ValueError: Could not load model databricks/dolly-v2-12b with any of the following classes: (, ).

omnific9 commented 1 year ago

Running the model on a Windows computer with RTX 4090 python version == 3.10.10

code run:

import torch
from transformers import pipeline
generate_text = pipeline(model="databricks/dolly-v2-12b", torch_dtype=torch.bfloat16, trust_remote_code=True, device_map="auto")

Error

--> 266         raise ValueError(f"Could not load model {model} with any of the following classes: {class_tuple}.")
    268 framework = "tf" if model.__class__.__name__.startswith("TF") else "pt"
    269 return framework, model

ValueError: Could not load model databricks/dolly-v2-12b with any of the following classes: (, ).

pip freeze:

accelerate==0.18.0
aiohttp==3.8.4
aiosignal==1.3.1
asttokens==2.2.1
async-timeout==4.0.2
attrs==22.2.0
backcall==0.2.0
certifi==2022.12.7
charset-normalizer==3.1.0
colorama==0.4.6
comm==0.1.3
datasets==2.11.0
debugpy==1.6.7
decorator==5.1.1
dill==0.3.6
executing==1.2.0
filelock==3.11.0
frozenlist==1.3.3
fsspec==2023.4.0
huggingface-hub==0.13.4
idna==3.4
ipykernel==6.22.0
ipython==8.12.0
jedi==0.18.2
Jinja2==3.1.2
joblib==1.2.0
jupyter_client==8.2.0
jupyter_core==5.3.0
MarkupSafe==2.1.2
matplotlib-inline==0.1.6
mpmath==1.3.0
multidict==6.0.4
multiprocess==0.70.14
nest-asyncio==1.5.6
networkx==3.1
numpy==1.24.2
packaging==23.1
pandas==2.0.0
parso==0.8.3
pickleshare==0.7.5
Pillow==9.3.0
platformdirs==3.2.0
prompt-toolkit==3.0.38
psutil==5.9.4
pure-eval==0.2.2
pyarrow==11.0.0
Pygments==2.15.0
python-dateutil==2.8.2
pytz==2023.3
pywin32==306
PyYAML==6.0
pyzmq==25.0.2
regex==2023.3.23
requests==2.28.2
responses==0.18.0
scikit-learn==1.2.2
scipy==1.10.1
six==1.16.0
stack-data==0.6.2
sympy==1.11.1
threadpoolctl==3.1.0
tokenizers==0.13.3
torch==2.0.0+cu117
torchaudio==2.0.1+cu117
torchinfo==1.7.2
torchvision==0.15.1+cu117
tornado==6.2
tqdm==4.65.0
traitlets==5.9.0
transformers==4.25.1
typing_extensions==4.5.0
tzdata==2023.3
urllib3==1.26.15
wcwidth==0.2.6
xxhash==3.2.0
yarl==1.8.2

srowen commented 1 year ago

Can you try adding task="text-generation" to the pipeline()? That's worked for a few other people. @matthayes I think this task instruction-following thing might be causing this issue.
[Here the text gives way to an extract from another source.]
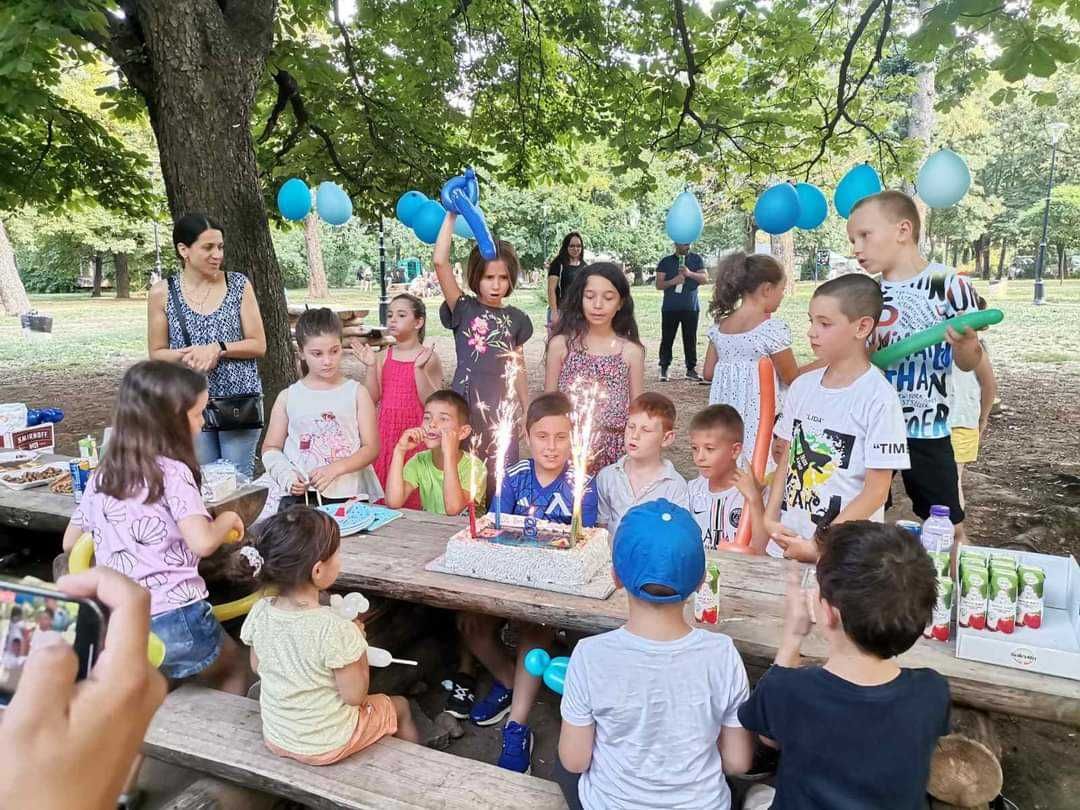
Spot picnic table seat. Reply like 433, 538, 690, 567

matthayes commented 1 year ago

I updated the config a couple days ago so that the task is named “text-generation”. Was this issue happening after that change?
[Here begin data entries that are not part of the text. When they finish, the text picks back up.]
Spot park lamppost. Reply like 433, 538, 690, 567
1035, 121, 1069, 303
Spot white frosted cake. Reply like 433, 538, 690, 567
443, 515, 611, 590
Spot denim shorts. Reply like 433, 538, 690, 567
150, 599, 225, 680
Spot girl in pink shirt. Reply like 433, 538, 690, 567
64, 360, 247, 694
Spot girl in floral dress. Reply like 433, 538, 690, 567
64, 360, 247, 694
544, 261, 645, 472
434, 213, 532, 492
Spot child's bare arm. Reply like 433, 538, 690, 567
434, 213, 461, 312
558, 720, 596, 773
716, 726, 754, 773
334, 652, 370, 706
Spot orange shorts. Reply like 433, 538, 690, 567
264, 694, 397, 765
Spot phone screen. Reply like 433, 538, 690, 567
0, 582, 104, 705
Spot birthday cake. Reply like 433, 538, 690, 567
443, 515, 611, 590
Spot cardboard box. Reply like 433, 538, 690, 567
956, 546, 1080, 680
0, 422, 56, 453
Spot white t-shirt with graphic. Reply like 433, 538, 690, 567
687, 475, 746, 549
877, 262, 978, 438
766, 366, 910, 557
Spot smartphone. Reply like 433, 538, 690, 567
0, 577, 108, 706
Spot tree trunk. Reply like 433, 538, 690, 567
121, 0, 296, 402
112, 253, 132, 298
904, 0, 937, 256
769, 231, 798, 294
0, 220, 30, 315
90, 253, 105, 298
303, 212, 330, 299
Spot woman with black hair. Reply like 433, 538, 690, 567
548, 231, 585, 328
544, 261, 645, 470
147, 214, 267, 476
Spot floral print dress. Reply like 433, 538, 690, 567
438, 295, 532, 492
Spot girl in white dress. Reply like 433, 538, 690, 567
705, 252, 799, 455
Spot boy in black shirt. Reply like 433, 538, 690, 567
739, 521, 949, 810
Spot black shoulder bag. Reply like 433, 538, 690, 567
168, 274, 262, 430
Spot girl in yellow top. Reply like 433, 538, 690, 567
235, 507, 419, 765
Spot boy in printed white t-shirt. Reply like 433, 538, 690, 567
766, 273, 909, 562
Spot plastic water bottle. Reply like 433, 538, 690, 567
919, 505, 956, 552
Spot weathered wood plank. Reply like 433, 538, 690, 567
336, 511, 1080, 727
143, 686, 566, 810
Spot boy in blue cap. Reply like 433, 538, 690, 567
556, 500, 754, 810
https://huggingface.co/databricks/dolly-v2-12b/blob/main/config.json#L7

omnific9 commented 1 year ago

@srowen @matthayes still getting the same error

ValueError: Could not load model databricks/dolly-v2-12b with any of the following classes: (, ).
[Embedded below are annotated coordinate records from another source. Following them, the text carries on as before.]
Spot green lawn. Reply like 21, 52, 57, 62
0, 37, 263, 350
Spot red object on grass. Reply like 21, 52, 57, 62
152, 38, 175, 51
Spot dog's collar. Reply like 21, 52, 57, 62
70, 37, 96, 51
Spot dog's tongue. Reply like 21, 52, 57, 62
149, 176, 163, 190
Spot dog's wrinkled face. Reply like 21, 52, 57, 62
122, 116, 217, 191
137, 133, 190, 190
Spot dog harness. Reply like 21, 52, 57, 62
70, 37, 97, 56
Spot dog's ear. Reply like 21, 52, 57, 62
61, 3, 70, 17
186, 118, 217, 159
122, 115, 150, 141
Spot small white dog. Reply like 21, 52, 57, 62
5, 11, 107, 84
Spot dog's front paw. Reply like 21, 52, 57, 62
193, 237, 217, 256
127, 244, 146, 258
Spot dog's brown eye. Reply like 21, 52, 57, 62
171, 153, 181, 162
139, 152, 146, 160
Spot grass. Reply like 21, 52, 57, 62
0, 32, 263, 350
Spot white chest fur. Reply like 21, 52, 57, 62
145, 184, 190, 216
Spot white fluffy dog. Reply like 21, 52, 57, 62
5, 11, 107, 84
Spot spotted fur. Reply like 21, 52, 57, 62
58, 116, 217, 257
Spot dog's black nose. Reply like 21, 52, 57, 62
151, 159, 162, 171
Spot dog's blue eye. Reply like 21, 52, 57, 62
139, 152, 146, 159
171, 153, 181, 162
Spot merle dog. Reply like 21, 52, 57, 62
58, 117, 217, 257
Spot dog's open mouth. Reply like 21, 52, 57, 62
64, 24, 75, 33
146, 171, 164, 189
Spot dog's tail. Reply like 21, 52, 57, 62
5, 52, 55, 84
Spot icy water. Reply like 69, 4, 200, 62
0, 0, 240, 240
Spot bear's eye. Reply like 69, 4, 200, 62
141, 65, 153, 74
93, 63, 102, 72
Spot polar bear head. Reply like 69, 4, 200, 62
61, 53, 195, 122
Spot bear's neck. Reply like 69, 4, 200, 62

While running the code there was also a warning. Not sure if it means something here:

Tests\venv\lib\site-packages\tqdm\auto.py:21: TqdmWarning: IProgress not found. Please update jupyter and ipywidgets. See https://ipywidgets.readthedocs.io/en/stable/user_install.html
  from .autonotebook import tqdm as notebook_tqdm
The argument `trust_remote_code` is to be used with Auto classes. It has no effect here and is ignored.

I downloaded the model just yesterday so I'll bet it's using the new config, but adding this text-generation didn't make a difference. I also see other people's error included the "AutoTokenizer" and stuff, but mine is just (, ), which is strange.

PS. just in case, I only have 32GB memory and wonder if that might be an issue since this model itself is 23GB big?

omnific9 commented 1 year ago

Tried databricks/dolly-v2-7b and this worked. Do you have any recommended memory size for each model? So my guess is in the RAM size. What do you think?

LuckyyySTA commented 1 year ago

@omnific9 I think your guess is correct. At first, I tried on V100-32gb and encountered the same error as you did. Then I switched to A100-40gb, and the pipeline was successfully initialized. However, it still ran out of memory during runtime. After using bfloat16, it ran successfully.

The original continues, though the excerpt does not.